When wait is false, returns immediately with runId, process metadata, compact numeric progress, and current results.json status. Poll get_run_status with that runId until state is completed, failed, or timedOut. The server parses Playwright progress markers such as [528/662] from stdout and discards raw stdout/stderr text so repeated polling stays token-efficient. The server allows one active tracked run per working directory, caps active tracked runs globally, and keeps a bounded history of recent terminal runs, so very old runId values can expire.

get_run_status

Returns the current status for a non-blocking run started by run_tests with wait: false.

Input Type Description
runId string (optional) Run identifier returned by run_tests wait=false. When present, this selects a specific tracked run.
workingDirectory string (optional) When runId is omitted, returns the latest tracked run for that directory, or idle if no match. When supplied with runId, it must match that run's directory.
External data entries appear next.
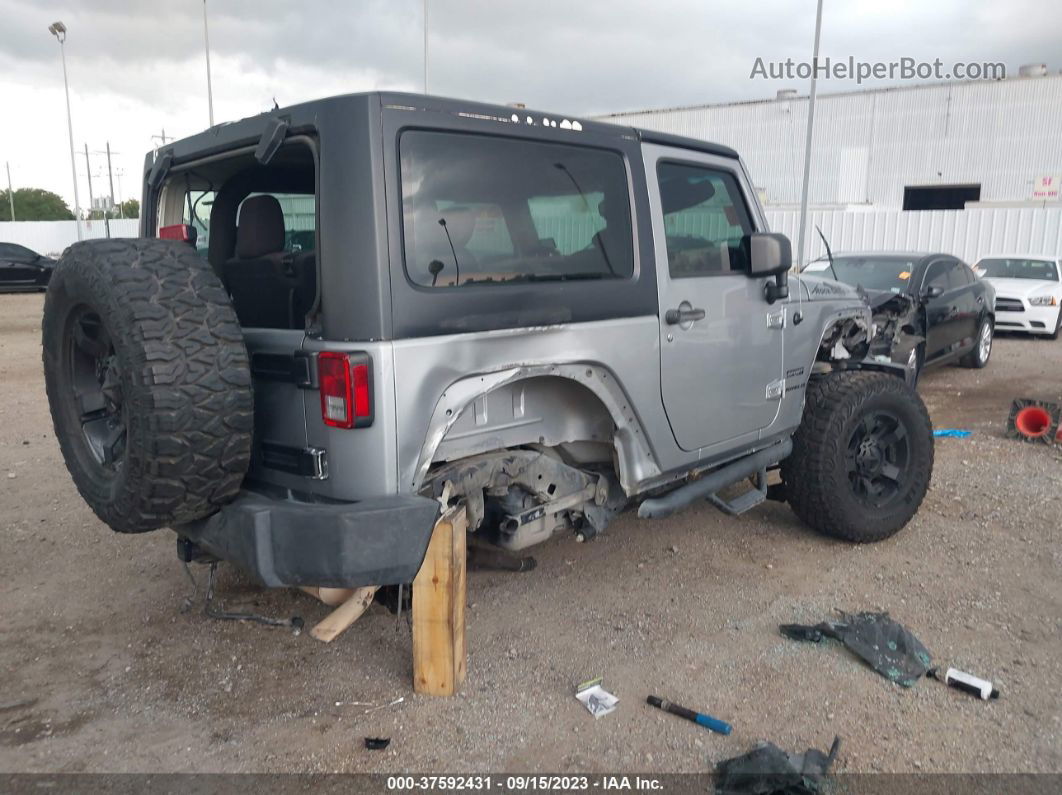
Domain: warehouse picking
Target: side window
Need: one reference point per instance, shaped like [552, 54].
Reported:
[937, 275]
[704, 220]
[300, 215]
If both fields are omitted, workingDirectory defaults to ".". If no run is tracked for the resolved directory, the tool returns state: "idle" plus results.json metadata and last parsed stats when readable. It does not process-scan for external npx playwright test commands that were not started through this MCP server.

Returns: run state, tracking flag, pid, timestamps, elapsed duration, timeout, command metadata, progress: { current, total }, exit code, signal, spawn/timeout error when present, results.json path/existence/mtime/size/freshness, and parsed report stats when the report was updated after the run started. When progress has not appeared yet, current and total are null; when a terminal run has readable final stats, progress is set to the derived completed total.

get_failed_tests

Returns failed tests from the last run with error messages and attachment paths. Does not re-run tests — reads the existing results.json.

Input Type Description
workingDirectory string (optional) See Multi-worktree support. Defaults to ".".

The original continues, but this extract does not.